In the 1980s the legitimacy of local work reform strategies and their unintended consequences was severely questioned and the resulting debate was widespread and often acrimonious. The field of Australian occupational health was (and is) dominated by conflicting ideologies, clashes between expert witnesses in litigation proceedings and unpalatable recommendations from government advisory bodies, particularly with respect to two controversial phenomena: Repetition Strain Industry (RSI) and occupational stress.

The Australian phenomenon known as RSI, reached epidemic proportions in the middle 1980s.Predictably it was interpreted so as to support professional interests within a highly charged industrial environment. The same happened to "occupational stress" in the 1990s.

This paper aims to analyse the phenomenon known as RSI from a Szaszian perspective. I argue, that the Australian work environment has witnessed a progressive medicalisation of work behaviour - a form of therapeutic paternalism - in which notions of 'illness', 'treatment' and 'patienthood' feature prominently.


MEDICALISATION OF WORK BEHAVIOUR

The history of occupational medicine records many instances where the quality of working life has been compromised (Weindling, 1985). For example, the conflictual nature of employment relations and the 'careless worker myth' inhibit constructive work reforms, whilst more conspirational accounts highlight the subservience of occupational medicine to broader corporate and even national interests. The same subservience has been noted among occupational psychologists who have acted as 'servants of power' (Baritz, 1960).
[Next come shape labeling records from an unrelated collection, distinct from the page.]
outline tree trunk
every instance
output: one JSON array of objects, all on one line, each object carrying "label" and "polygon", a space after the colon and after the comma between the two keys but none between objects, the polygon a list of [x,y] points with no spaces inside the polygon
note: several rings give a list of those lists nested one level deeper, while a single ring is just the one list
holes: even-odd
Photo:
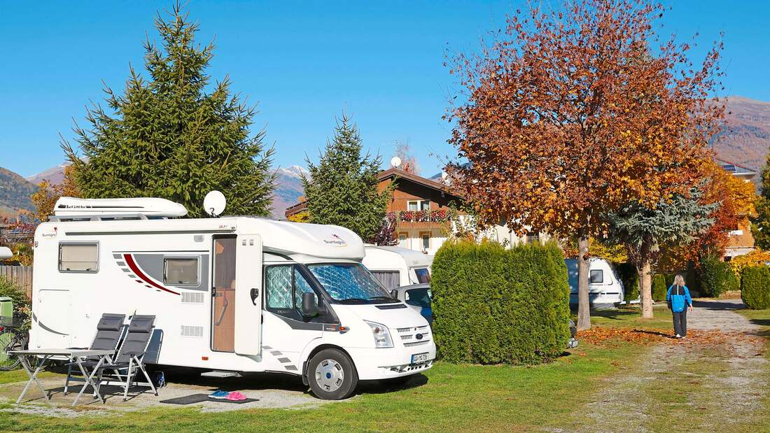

A different trend, equally disturbing and more widespread, has been the progressive medicalisation of work behaviour which has fostered the dependant role of patienthood and promoted heteronomous work practices, ostensibly in employees' interests. Work reform as a social movement that aims to liberate employees from coercive work practices has yielded to policies that enslave by treating moral conflicts (behaviourally manifested) as if they are illnesses (physically or psychiatrically manifested) in need of therapeutic control. Hence, the principle of responsible autonomy at work has been eroded by therapeutic paternalism. This movement toward the 'therapeutic state'(Szasz, 1984) in Australian work relations is not attributable to political, medical or legal conspiracies. Rather it is an unintended consequence of complex social processes, especially medico-legal, within an occupational environment characterised by adversarial relationships between the parties.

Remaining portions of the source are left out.